The Rough with the Smooth: Team Costa Daurada of Spain mountain bikes its way across the flats of Murchison House Station (Mark Watson)
Racers assembled in the early morning gloom on the X-Adventure's second and final day for a 42-mile mountain-bike ride circumnavigating Murchison House Station, one of the oldest and largest pastoral stations in Western Australia.
The stunning panorama revealed at sunrise must have inspired the swift pace set by my teammates, at least for the first 30 miles. However, as the floral splendor of the plain yielded once again to the rock-strewn contours of the river canyon, fate was to deal us one third and final blow.
Prior to the race, the organizers warned that the terrain for the MTB section was particularly "prickly." Puncture-proof tires and/or numerous spare tubes were recommended to survive this segment with bikes intact. In retrospect it feels unpardonable, but just assembling a team for a race in Western Australia with a few days notice involved an enormous logistical undertaking, and in the rush, no one thought to bring "Outback-proof" tires and tubes.

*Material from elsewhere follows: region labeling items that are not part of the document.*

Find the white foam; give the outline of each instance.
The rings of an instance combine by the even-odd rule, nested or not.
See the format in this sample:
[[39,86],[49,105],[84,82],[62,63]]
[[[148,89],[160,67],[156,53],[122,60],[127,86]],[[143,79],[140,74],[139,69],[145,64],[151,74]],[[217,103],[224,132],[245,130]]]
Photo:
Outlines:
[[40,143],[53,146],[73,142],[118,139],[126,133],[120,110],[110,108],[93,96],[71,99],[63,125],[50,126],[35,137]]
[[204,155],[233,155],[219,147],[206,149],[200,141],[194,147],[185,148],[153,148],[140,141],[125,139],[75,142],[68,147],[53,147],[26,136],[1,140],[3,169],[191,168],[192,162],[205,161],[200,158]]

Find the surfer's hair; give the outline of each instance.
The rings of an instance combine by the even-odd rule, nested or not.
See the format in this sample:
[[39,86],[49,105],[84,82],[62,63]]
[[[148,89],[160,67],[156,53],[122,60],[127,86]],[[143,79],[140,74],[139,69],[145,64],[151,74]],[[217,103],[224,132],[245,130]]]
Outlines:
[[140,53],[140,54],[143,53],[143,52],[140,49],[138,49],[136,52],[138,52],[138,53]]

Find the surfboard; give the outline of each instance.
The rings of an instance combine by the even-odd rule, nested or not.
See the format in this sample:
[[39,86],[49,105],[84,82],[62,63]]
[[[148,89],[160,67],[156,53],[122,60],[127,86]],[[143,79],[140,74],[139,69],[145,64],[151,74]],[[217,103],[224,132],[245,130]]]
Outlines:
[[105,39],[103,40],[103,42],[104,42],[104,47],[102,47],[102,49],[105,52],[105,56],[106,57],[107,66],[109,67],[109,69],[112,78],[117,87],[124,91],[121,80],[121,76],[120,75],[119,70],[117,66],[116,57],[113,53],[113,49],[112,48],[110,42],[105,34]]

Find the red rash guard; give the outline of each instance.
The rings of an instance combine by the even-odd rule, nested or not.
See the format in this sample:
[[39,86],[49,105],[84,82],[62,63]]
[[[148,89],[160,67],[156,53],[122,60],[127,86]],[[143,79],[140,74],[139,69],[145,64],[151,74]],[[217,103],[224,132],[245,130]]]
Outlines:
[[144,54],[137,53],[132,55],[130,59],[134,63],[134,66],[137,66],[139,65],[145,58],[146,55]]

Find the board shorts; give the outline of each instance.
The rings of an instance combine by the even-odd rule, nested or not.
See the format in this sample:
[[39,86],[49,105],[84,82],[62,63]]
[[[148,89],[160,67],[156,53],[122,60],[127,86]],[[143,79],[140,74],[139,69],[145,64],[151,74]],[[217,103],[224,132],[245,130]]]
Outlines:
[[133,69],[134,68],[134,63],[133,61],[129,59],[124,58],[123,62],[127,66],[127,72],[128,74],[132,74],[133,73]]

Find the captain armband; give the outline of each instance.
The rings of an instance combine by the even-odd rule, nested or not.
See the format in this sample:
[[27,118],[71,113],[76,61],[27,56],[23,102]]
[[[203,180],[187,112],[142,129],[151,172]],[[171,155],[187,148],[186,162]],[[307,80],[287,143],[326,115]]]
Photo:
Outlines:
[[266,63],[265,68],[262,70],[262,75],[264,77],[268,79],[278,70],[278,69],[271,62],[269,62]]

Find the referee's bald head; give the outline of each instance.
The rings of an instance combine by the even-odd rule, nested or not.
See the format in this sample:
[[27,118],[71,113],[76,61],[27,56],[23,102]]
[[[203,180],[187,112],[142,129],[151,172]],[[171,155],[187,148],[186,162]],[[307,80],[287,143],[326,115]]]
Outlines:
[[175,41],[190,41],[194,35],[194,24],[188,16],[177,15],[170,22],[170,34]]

The result: an astonishing 12 flat tires over a three-mile stretch of the gorge. Having long since exhausted their supply of spare tubes, Don, Dimitri, and Michelle plodded through three tortuous hours of repeated stops to patch and re-patch punctures. Don later recounted that "it was a nightmare of wasted time and effort, made worse as we helplessly watched team after team pass us by." As a final symbolic affront, Don suffered punctures to both tires simultaneously while walking his bike over a stretch of sharp rocks.
With only a single inflated tire between them, the trio dismounted for keeps, resigned to "hike-a-bike" over largely non-existent trails for the final five miles back to Murchison Camp. Team Qantas/Washington Adventure Racing took nearly ten hours to complete a section that took the fastest team just under five to complete. As a result, we incurred an even costlier time penalty for failing to meet the cutoff for the ensuing canoe section. For all extensive purposes, our race was over.

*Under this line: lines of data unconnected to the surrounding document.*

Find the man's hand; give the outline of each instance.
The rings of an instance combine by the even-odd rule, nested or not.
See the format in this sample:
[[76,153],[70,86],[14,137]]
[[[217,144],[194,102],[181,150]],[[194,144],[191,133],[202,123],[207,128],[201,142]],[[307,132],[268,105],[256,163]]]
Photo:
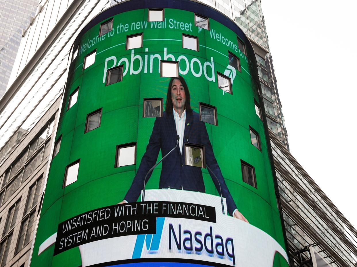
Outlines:
[[[119,204],[120,204],[120,203]],[[242,214],[238,211],[238,210],[237,210],[234,213],[234,214],[233,214],[233,217],[235,218],[236,218],[237,219],[241,220],[242,221],[245,221],[246,222],[249,223],[249,222],[248,221],[248,220],[245,218],[245,217],[243,216]]]

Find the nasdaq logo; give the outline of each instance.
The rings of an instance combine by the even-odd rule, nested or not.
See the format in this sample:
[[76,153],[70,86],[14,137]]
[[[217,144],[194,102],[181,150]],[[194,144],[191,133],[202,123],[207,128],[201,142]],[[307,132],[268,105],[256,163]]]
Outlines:
[[156,219],[156,234],[137,235],[131,258],[137,259],[141,257],[141,252],[144,242],[146,244],[146,250],[148,251],[149,253],[156,253],[157,252],[160,245],[165,221],[165,218],[159,218]]

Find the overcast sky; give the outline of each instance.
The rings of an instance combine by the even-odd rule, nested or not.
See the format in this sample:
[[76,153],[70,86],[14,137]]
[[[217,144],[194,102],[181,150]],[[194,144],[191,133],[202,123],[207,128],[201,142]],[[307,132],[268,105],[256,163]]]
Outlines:
[[357,228],[357,2],[261,0],[290,152]]

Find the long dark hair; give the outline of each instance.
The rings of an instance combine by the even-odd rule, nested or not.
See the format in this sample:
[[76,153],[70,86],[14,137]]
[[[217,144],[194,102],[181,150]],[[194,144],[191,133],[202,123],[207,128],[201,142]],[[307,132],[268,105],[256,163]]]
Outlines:
[[188,87],[187,86],[187,84],[186,83],[185,79],[181,76],[179,76],[178,77],[173,77],[170,80],[170,82],[169,83],[169,88],[167,89],[167,96],[166,98],[165,111],[169,113],[172,112],[173,106],[172,106],[172,101],[171,99],[171,88],[172,86],[172,83],[174,82],[174,80],[176,79],[180,80],[183,87],[183,89],[185,89],[185,94],[186,98],[185,106],[186,109],[186,112],[192,112],[192,109],[191,108],[191,105],[190,103],[190,91],[188,91]]

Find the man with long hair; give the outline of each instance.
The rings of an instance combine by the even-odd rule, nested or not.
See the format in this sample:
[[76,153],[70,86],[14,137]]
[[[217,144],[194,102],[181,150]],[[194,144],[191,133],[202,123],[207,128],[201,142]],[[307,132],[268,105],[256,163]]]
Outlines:
[[[155,121],[146,151],[141,159],[130,188],[120,203],[136,201],[143,188],[145,175],[156,163],[160,149],[162,156],[169,153],[176,145],[177,135],[180,137],[178,147],[162,161],[159,188],[169,187],[205,192],[201,168],[185,165],[182,151],[184,141],[204,146],[208,172],[218,192],[220,185],[222,197],[227,200],[228,212],[234,217],[247,222],[237,209],[226,184],[215,157],[205,123],[200,120],[198,114],[191,109],[188,87],[181,76],[172,78],[170,80],[165,111],[162,117],[158,117]],[[145,182],[151,175],[151,173],[149,174]]]

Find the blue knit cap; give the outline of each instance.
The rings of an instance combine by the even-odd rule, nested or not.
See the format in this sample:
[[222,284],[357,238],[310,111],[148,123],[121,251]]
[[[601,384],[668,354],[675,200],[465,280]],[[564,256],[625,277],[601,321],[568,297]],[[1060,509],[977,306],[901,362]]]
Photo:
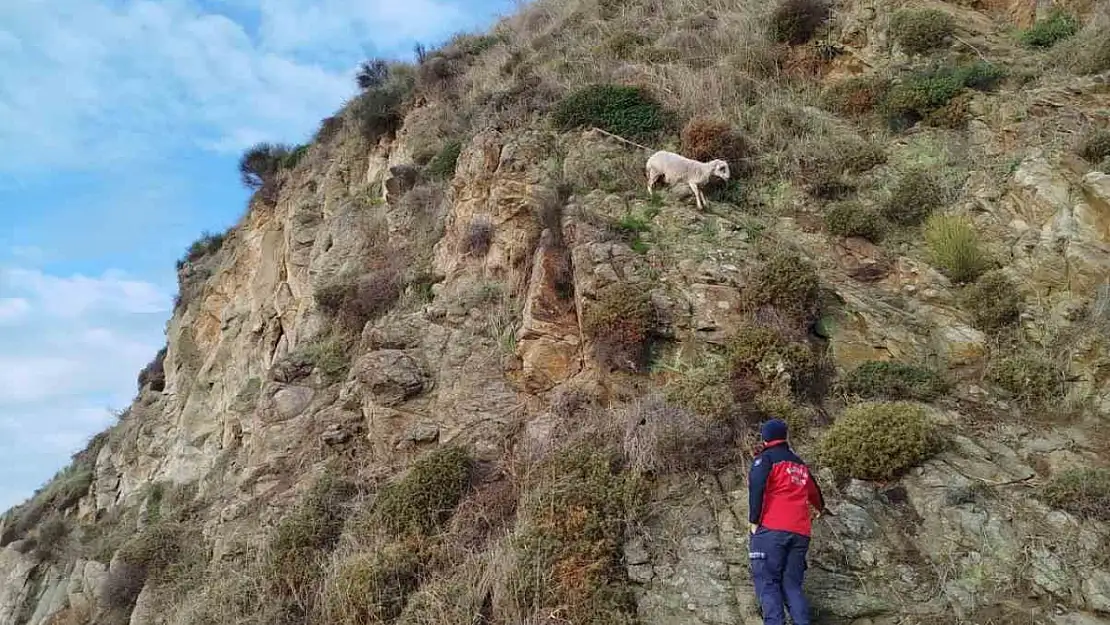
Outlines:
[[759,429],[764,443],[786,440],[786,422],[781,419],[773,419],[763,424]]

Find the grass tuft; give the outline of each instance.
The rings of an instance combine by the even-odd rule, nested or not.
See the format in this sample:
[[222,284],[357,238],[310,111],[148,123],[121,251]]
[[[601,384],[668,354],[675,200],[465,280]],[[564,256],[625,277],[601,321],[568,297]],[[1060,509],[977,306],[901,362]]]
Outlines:
[[839,477],[891,480],[939,448],[936,426],[910,402],[847,407],[820,441],[819,456]]
[[936,214],[925,225],[925,242],[932,263],[957,284],[979,278],[990,266],[979,233],[970,220]]

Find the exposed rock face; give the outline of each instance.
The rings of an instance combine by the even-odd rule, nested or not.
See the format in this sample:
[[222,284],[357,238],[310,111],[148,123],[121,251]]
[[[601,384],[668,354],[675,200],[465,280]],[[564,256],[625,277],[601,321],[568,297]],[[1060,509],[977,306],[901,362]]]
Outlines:
[[[959,10],[1027,24],[1042,9],[978,4]],[[840,37],[851,53],[830,63],[830,78],[887,62],[885,12],[846,11]],[[1046,343],[1076,327],[1077,311],[1110,321],[1110,175],[1038,147],[1047,117],[1078,131],[1106,95],[1097,79],[976,95],[970,139],[952,147],[1015,154],[1002,178],[967,168],[952,210],[973,218],[1017,284],[1027,330]],[[814,534],[816,622],[988,623],[1012,609],[1032,614],[1022,623],[1110,623],[1110,526],[1031,496],[1051,475],[1106,463],[1110,364],[1097,335],[1072,346],[1066,372],[1069,399],[1089,402],[1086,420],[980,423],[980,413],[1009,407],[981,374],[995,337],[961,308],[962,288],[911,245],[829,236],[798,219],[813,216],[804,205],[709,214],[683,198],[582,188],[598,172],[620,175],[614,163],[627,158],[627,145],[592,132],[482,130],[450,184],[438,184],[408,162],[435,134],[416,124],[438,113],[417,111],[392,143],[369,145],[345,128],[314,145],[282,174],[273,205],[255,200],[219,252],[182,269],[191,286],[168,326],[165,386],[144,390],[95,451],[74,520],[149,511],[154,484],[193,484],[218,563],[252,548],[327,460],[357,458],[376,480],[447,443],[465,444],[483,466],[502,461],[517,434],[543,447],[566,416],[547,405],[558,392],[585,389],[616,405],[649,384],[609,375],[592,357],[583,312],[604,289],[644,284],[653,337],[668,356],[697,353],[736,333],[756,249],[791,244],[819,269],[827,302],[813,332],[839,371],[942,361],[959,380],[937,416],[953,434],[944,453],[891,483],[837,484],[820,473],[831,514]],[[915,141],[939,132],[890,151],[912,160],[922,150]],[[566,181],[579,187],[571,193]],[[642,245],[615,232],[628,215],[652,223]],[[339,341],[327,288],[380,269],[383,256],[400,259],[398,301]],[[653,514],[623,547],[645,625],[760,623],[740,468],[656,484]],[[9,531],[0,520],[0,535]],[[34,546],[0,547],[0,625],[103,615],[107,554],[54,562]],[[135,602],[131,625],[190,623],[161,612],[153,585]]]

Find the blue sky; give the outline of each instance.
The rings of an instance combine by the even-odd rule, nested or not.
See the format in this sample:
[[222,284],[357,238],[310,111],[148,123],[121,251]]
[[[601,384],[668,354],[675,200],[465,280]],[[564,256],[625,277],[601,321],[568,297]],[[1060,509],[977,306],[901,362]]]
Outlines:
[[360,61],[513,0],[0,2],[0,510],[128,405],[174,261],[242,215],[239,155],[299,143]]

Having missed the canoe leg that carried the teams the last 8.5 miles of the Murchison River to its mouth at the Indian Ocean, we drove to the start of the penultimate section, a five-mile inline skate down Kalbarri's Coastal Highway. Now sporting a comically swollen ankle, the race medic advised me to sit out the closing stages, so Michelle, despite being badly dehydrated herself, gamely assumed my place in the skate.
However, eschewing the medic's advice, I opted to join Don and Dimitri for the last four-mile run along Red Bluff Beach to the finish line (though not without the aid of trekking poles). Despite our disappointing showing in Australia, we ultimately placed a tantalizing seventh in the Americas zone, just two places shy of qualification for the Argentina Raid. We'd given our all in a "courageous effort," as one member of the media quipped, but it was an effort that suffered from "one race too few" in the final reckoning. Still, as the breaking surf crashed on the distant shore, we cruised toward the finish line lamenting the fact that our high-octane excursion to this remote corner of the world was nearing its end.
The finals of the 2004 Raid World Championship, to be held in Argentina, will be broadcast on NBC on December 19 at 3 p.m. (EST). Albany, Western Australia, will host the opening stage of the 2005 X-Adventure Raid Series in late April.